So for my statistics class I am taking this semester we've been working on continuous random variables and we have one question that the teacher did not cover at all nor his notes, and it has to deal with piecewise functions.
I'm given the piecewise PDF f(x) = x + 1 for -1 < x < 0 and -x + 1 for 0 < x < 1.
I do know that to get from a PDF to a CDF you need to integrate the function which I did for both of these giving me x^2/2 + x and -x^2/2 + x. This question given in the book has the answer given in the back of the book and it has a + 1/2 on the end of both CDF functions.
My question is so I understand what is going here, where does that 1/2 come from in this question because the teacher never went over problems involving piecewise functions just single functions, and also the book doesn't ever mention piecewise functions either.
Best Answer
In general an indefinite integral should have a "$+C$" term. You actually want the cumulative distribution function $F(x)$ - the probability of seeing the value $x$ or below - to be the definite integral of the density function from $-\infty$ to $x$.
You want $F(-\infty)=0$ and $F(\infty)=1$ in general.

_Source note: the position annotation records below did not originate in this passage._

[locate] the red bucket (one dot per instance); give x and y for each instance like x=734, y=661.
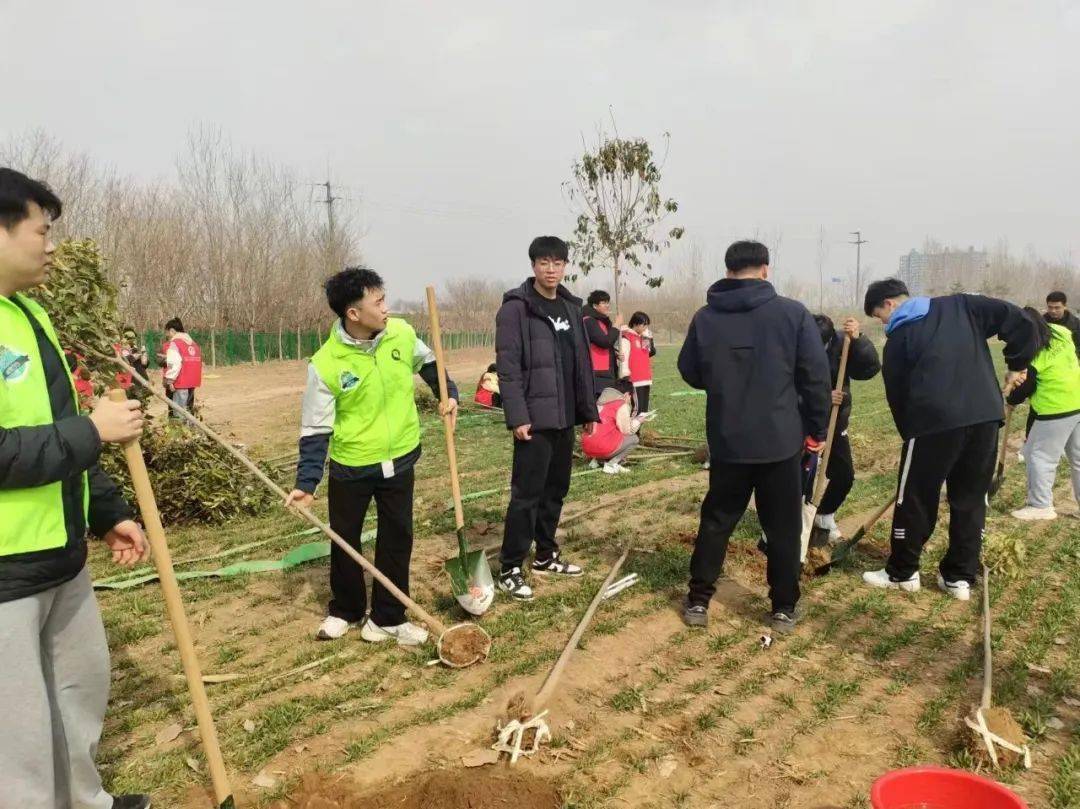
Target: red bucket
x=939, y=787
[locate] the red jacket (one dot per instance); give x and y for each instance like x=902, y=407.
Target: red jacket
x=190, y=368
x=605, y=439
x=640, y=350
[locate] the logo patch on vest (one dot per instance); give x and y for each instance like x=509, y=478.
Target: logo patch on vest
x=14, y=364
x=348, y=380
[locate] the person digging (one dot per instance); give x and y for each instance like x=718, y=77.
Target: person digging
x=52, y=639
x=360, y=408
x=760, y=361
x=862, y=364
x=943, y=391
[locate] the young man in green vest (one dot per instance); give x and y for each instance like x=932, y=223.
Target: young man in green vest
x=52, y=641
x=360, y=407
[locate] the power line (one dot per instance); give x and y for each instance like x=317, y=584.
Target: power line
x=859, y=256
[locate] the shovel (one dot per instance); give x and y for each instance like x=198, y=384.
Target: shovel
x=470, y=574
x=811, y=535
x=841, y=551
x=999, y=471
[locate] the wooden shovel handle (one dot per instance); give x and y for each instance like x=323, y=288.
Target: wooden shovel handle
x=174, y=608
x=820, y=481
x=552, y=679
x=451, y=454
x=435, y=625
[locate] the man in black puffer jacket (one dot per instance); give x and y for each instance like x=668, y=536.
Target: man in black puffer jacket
x=946, y=401
x=862, y=364
x=547, y=383
x=760, y=360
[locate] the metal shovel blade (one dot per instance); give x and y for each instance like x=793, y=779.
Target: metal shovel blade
x=471, y=580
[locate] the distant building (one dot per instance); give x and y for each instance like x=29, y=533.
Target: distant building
x=935, y=273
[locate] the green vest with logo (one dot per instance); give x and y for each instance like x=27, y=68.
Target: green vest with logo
x=1057, y=375
x=374, y=395
x=30, y=518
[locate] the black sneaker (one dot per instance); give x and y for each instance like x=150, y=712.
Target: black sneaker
x=555, y=565
x=696, y=615
x=513, y=583
x=783, y=621
x=131, y=801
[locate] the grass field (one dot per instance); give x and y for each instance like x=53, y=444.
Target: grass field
x=650, y=714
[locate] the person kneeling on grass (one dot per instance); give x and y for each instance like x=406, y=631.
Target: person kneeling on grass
x=616, y=435
x=360, y=406
x=1052, y=382
x=944, y=395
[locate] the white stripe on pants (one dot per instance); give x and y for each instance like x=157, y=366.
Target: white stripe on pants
x=1048, y=440
x=53, y=698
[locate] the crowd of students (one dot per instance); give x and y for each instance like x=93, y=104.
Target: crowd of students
x=769, y=368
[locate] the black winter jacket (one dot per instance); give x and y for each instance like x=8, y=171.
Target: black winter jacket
x=760, y=360
x=607, y=340
x=36, y=456
x=863, y=364
x=937, y=371
x=529, y=364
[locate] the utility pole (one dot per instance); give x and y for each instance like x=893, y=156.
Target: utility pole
x=331, y=199
x=859, y=256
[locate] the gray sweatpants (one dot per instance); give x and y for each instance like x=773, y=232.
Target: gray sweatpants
x=52, y=699
x=1048, y=440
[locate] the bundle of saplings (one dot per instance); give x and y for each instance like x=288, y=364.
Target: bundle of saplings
x=196, y=481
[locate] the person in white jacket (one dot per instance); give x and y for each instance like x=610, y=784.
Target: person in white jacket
x=183, y=365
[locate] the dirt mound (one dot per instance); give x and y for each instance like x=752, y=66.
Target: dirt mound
x=464, y=644
x=440, y=790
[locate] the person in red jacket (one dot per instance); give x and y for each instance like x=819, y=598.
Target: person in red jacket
x=636, y=351
x=616, y=435
x=183, y=364
x=603, y=336
x=487, y=389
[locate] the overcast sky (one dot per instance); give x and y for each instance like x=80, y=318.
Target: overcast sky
x=451, y=125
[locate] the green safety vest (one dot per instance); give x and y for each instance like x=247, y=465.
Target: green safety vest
x=375, y=400
x=1057, y=375
x=30, y=518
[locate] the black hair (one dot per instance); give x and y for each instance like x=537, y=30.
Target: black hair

Since in your example the density is zero below $x=-1$ and above $x=1$, you want $F(-1)=0$ and $F(1)=1$ in this particular case. A continuous random variable random variable has a continuous cumulative distribution function, and in particular $F(x)$ needs to be be continuous where the piecewise densities meet, in this particular case at $x=0$. These together will give you the relevant constants.
For $-1 \le x \le 0$, you want $F(x)=\displaystyle \int_{y=-1}^x (y+1)\,dy$.
For $0 \lt x \le 1$, you want $F(x)=\displaystyle \int_{y=-1}^0 (y+1)\,dy +\int_{y=0}^x (-y+1)\,dy$.